Дверь открывает некогда высокий, а теперь сгорбленный, сутулый человек в цветастой засаленной рубашке, долго смотрит на нас воспаленными красными глазами, наконец, узнает и упавшим голосом роняет: «А, это опять вы. Проходите...»
Небольшая узкая комната кажется просторной — в ней почти нет мебели, у самой стенки стоит старый, видимо, послевоенных лет круглый стол и рядом с ним обшарпанный, с разбитым стеклом сервант тоже далеко не первой молодости. Есть еще два стула, но нужно, как минимум, три, и с кухни приходится нести табуретку. Да, без особого лоска живут сегодня бывшие следователи НКВД.
А то, что мы пригласили вас в гости к одному из таких «бывших», вы уже, наверное, догадались. Фамилия его Саголович, служил в органах без малого семь лет, завершив свою довольно удачно складывавшуюся карьеру в начале 1940 года неожиданным увольнением с весьма странной формулировкой — «За невозможностью дальнейшего использования». Пришлось ему вернуться к своей прежней профессии сапожника, обувщика.

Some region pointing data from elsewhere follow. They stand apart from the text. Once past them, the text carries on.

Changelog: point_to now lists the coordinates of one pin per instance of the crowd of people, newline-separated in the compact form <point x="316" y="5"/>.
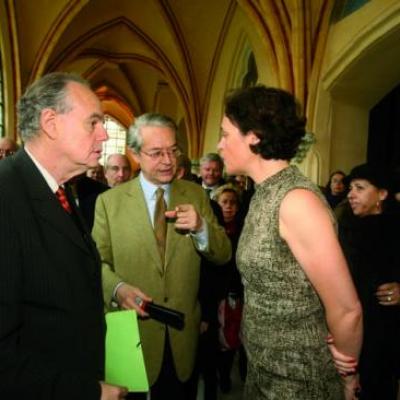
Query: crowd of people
<point x="300" y="282"/>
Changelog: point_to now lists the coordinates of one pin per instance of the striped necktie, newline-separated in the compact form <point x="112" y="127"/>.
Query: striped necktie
<point x="160" y="223"/>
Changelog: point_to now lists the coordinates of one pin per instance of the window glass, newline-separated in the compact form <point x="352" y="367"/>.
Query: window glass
<point x="116" y="142"/>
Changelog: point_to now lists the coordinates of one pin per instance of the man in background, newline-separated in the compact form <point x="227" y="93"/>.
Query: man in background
<point x="117" y="169"/>
<point x="52" y="327"/>
<point x="152" y="254"/>
<point x="211" y="168"/>
<point x="7" y="147"/>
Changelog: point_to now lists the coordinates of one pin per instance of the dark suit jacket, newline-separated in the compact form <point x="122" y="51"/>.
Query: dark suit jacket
<point x="51" y="304"/>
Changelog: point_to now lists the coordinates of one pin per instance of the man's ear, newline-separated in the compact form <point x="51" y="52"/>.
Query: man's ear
<point x="48" y="123"/>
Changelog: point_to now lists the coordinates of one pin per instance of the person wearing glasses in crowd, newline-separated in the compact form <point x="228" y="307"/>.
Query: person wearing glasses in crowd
<point x="117" y="169"/>
<point x="7" y="147"/>
<point x="154" y="254"/>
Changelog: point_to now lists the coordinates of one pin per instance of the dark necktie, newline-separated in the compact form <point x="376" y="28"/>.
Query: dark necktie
<point x="160" y="223"/>
<point x="62" y="198"/>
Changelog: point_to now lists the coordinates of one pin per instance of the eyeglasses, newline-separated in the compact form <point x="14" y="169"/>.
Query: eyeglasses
<point x="6" y="153"/>
<point x="157" y="155"/>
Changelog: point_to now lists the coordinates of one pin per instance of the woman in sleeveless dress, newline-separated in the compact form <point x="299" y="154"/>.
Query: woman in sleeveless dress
<point x="297" y="286"/>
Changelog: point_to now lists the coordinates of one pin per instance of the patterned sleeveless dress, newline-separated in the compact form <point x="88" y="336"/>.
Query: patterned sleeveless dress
<point x="283" y="326"/>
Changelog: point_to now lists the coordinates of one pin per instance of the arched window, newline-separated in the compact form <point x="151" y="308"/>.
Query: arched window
<point x="116" y="142"/>
<point x="1" y="100"/>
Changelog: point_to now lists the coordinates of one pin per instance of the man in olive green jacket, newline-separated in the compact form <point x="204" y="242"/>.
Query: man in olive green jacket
<point x="132" y="265"/>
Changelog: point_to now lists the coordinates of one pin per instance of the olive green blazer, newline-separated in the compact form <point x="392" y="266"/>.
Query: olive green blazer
<point x="127" y="245"/>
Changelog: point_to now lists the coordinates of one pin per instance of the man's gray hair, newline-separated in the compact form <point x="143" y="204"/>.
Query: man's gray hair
<point x="47" y="92"/>
<point x="212" y="157"/>
<point x="135" y="138"/>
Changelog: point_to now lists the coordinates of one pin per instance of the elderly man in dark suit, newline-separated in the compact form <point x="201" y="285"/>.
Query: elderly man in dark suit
<point x="51" y="305"/>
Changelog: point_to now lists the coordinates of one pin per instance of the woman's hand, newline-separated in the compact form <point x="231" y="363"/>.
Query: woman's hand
<point x="388" y="294"/>
<point x="352" y="387"/>
<point x="345" y="365"/>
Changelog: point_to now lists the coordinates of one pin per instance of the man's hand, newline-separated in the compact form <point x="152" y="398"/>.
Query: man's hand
<point x="111" y="392"/>
<point x="126" y="296"/>
<point x="186" y="218"/>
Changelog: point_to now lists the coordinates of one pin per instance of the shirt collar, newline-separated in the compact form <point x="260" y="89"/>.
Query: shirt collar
<point x="149" y="188"/>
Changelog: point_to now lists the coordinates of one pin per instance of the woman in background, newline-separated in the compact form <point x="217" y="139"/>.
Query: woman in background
<point x="335" y="190"/>
<point x="296" y="282"/>
<point x="230" y="308"/>
<point x="370" y="240"/>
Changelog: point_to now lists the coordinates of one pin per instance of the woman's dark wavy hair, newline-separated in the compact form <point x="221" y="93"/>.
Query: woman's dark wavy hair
<point x="274" y="117"/>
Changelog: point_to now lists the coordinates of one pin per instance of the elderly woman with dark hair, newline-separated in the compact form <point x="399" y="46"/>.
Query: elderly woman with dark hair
<point x="369" y="236"/>
<point x="296" y="281"/>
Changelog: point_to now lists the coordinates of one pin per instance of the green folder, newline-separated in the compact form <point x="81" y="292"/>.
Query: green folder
<point x="124" y="356"/>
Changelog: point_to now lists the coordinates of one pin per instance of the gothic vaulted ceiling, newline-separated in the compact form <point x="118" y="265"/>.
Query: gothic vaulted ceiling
<point x="139" y="55"/>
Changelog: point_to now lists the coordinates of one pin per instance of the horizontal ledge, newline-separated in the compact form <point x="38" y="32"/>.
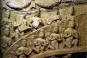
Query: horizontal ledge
<point x="61" y="51"/>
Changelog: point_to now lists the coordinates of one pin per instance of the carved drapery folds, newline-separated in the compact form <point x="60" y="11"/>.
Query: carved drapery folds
<point x="31" y="32"/>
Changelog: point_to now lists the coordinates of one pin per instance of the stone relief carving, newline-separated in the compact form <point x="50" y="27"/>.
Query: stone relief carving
<point x="36" y="37"/>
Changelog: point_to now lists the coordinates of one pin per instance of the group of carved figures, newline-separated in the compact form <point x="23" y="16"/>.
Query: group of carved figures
<point x="54" y="41"/>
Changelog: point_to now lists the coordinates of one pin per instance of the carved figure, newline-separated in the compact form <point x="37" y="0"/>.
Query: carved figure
<point x="6" y="40"/>
<point x="53" y="18"/>
<point x="71" y="35"/>
<point x="54" y="38"/>
<point x="22" y="51"/>
<point x="40" y="43"/>
<point x="23" y="25"/>
<point x="35" y="22"/>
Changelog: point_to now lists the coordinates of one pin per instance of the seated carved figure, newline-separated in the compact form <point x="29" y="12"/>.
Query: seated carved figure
<point x="35" y="22"/>
<point x="55" y="38"/>
<point x="23" y="50"/>
<point x="40" y="43"/>
<point x="71" y="36"/>
<point x="23" y="26"/>
<point x="6" y="40"/>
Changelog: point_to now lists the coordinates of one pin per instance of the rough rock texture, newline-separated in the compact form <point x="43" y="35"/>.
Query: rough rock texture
<point x="18" y="4"/>
<point x="47" y="3"/>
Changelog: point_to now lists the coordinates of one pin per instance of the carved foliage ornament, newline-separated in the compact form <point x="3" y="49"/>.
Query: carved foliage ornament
<point x="18" y="4"/>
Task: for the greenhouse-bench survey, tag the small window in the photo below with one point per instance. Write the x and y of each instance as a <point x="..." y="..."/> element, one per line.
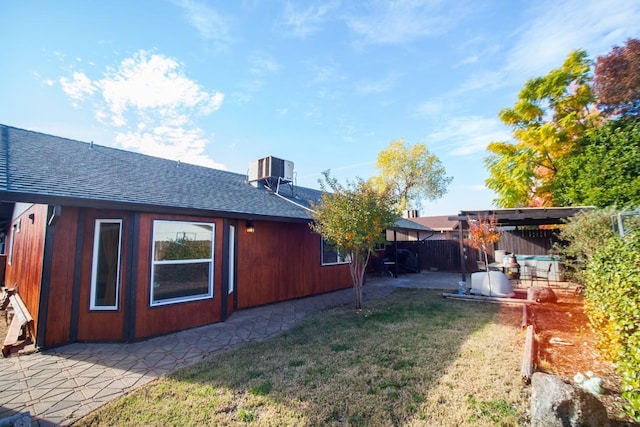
<point x="331" y="255"/>
<point x="182" y="265"/>
<point x="380" y="246"/>
<point x="105" y="270"/>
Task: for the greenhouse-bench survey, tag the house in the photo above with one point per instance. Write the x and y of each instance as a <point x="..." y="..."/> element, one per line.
<point x="442" y="228"/>
<point x="103" y="244"/>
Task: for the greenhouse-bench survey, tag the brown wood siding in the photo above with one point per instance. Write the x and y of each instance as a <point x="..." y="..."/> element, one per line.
<point x="151" y="321"/>
<point x="27" y="247"/>
<point x="101" y="325"/>
<point x="281" y="261"/>
<point x="61" y="278"/>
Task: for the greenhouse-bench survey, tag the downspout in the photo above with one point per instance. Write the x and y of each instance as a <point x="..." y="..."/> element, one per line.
<point x="463" y="264"/>
<point x="45" y="281"/>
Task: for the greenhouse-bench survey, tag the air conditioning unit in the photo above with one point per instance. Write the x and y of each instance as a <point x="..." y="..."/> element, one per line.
<point x="271" y="168"/>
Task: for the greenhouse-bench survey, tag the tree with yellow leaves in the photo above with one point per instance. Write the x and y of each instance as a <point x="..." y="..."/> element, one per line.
<point x="352" y="218"/>
<point x="411" y="173"/>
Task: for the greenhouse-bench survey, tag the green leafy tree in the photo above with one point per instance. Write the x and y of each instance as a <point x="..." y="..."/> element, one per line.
<point x="606" y="169"/>
<point x="411" y="172"/>
<point x="612" y="304"/>
<point x="550" y="115"/>
<point x="617" y="80"/>
<point x="352" y="218"/>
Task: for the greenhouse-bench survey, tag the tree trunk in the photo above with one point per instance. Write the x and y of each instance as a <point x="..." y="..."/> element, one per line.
<point x="486" y="263"/>
<point x="357" y="267"/>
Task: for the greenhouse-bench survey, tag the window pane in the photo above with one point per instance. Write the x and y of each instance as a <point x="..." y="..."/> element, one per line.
<point x="106" y="266"/>
<point x="329" y="254"/>
<point x="174" y="281"/>
<point x="182" y="241"/>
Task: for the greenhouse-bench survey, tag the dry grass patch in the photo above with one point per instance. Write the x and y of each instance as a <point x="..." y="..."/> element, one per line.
<point x="412" y="358"/>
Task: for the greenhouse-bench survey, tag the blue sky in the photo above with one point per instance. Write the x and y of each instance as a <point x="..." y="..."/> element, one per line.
<point x="324" y="84"/>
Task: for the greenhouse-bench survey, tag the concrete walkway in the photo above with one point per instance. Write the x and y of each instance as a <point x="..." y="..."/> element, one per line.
<point x="61" y="385"/>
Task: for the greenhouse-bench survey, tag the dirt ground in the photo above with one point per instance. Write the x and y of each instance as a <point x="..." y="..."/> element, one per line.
<point x="567" y="346"/>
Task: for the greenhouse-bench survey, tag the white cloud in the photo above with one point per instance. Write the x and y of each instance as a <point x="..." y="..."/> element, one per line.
<point x="186" y="145"/>
<point x="152" y="106"/>
<point x="557" y="28"/>
<point x="434" y="108"/>
<point x="469" y="135"/>
<point x="260" y="63"/>
<point x="302" y="22"/>
<point x="210" y="24"/>
<point x="401" y="21"/>
<point x="154" y="83"/>
<point x="376" y="86"/>
<point x="78" y="87"/>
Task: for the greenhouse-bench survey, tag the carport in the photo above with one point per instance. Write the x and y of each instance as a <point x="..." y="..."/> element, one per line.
<point x="514" y="217"/>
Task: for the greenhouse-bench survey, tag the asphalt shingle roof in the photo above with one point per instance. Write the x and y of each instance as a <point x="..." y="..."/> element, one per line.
<point x="51" y="167"/>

На фронт ушел на второй день войны, попал в саперные войска, был тяжело ранен и контужен. По этой причине многое из своей довоенной биографии помнит плохо, хотя яркие фронтовые эпизоды вспоминает охотно и в подробностях. Что ж, это еще раз подтверждает, насколько избирательна человеческая память.
Разговор записываем на магнитную ленту:
— Скажите, пожалуйста, почему именно вас коллектив фабрики им. Кагановича рекомендовал на работу в органы ОГПУ?
— Не знаю, думаю, что заслуживал такого доверия. Я был честным человеком и активным коммунистом, хорошо работал. К тому времени окончил уже семь классов.
— Что входило в ваши служебные обязанности?
— Меня приняли на должность практиканта оперуполномоченного особого отдела. Были еще политический и экономический отделы. Наш занимался в основном делами так называемых перебежчиков из Западной Белоруссии. В них видели, как правило, шпионов. Так руководство НКВД считало: раз перебежчик, значит, потенциально можешь быть шпионом. Поэтому все они проходили специальную проверку.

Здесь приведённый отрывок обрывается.